Ord.io and Zap to Shut Down June 1 After Funding Shortfall
Ord.io, a Bitcoin Ordinals explorer, and companion app Zap will close on June 1 after founders wrote that funding ran out and no path forward remained.
Ord.io, an explorer for Bitcoin Ordinals inscriptions, and its companion trading app Zap will shut down on June 1, the projects’ founders announced on X. The creators said they ran out of funding and did not see a viable path to continue operations.
Ord.io launched in 2023 and offered features for community interaction, including upvotes, replies and public address profiles. The platform later added tools such as “Satributes” for tracking rare satoshis and Block Vision for real-time Runes minting data. Founder Leonidas King posted that more than 1 million people had used Ord.io since its debut. King wrote on X, “In the end we ran out of money and don't see a path forward.” Co-founder Zach Meyer confirmed the decision on the same platform.
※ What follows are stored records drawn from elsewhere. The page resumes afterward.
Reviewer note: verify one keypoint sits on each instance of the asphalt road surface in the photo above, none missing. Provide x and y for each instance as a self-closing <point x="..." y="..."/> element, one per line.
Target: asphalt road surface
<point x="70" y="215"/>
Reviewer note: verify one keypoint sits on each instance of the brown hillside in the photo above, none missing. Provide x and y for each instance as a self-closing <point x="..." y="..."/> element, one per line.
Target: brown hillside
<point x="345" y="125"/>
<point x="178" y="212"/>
Zap was a self-custodial mobile app designed to let users sign up, buy and trade bitcoin memecoins in under 30 seconds. The team wrote that Zap met its technical goal but failed to attract enough users or revenue to continue operating. Users were instructed to log into their accounts and export private keys to Phantom or another wallet to keep control of any tokens or satoshis they hold.
To preserve the platform’s public record, the founders said they will upload the full history of upvotes, replies and public address profiles to GitHub. They also indicated they are open to an outside party taking over the codebase or hosting to maintain the service.
Ordinals is a protocol that lets arbitrary data-images, text or code-be inscribed onto individual satoshis, the smallest unit of bitcoin. That capability created an NFT-like ecosystem on Bitcoin and drove heavy inscription activity in 2023, when inscriptions generated millions of dollars in daily fees. Activity has since cooled from those peak levels.
The founders advised users to secure private keys and to download any local copies of data they need before the services go offline on June 1.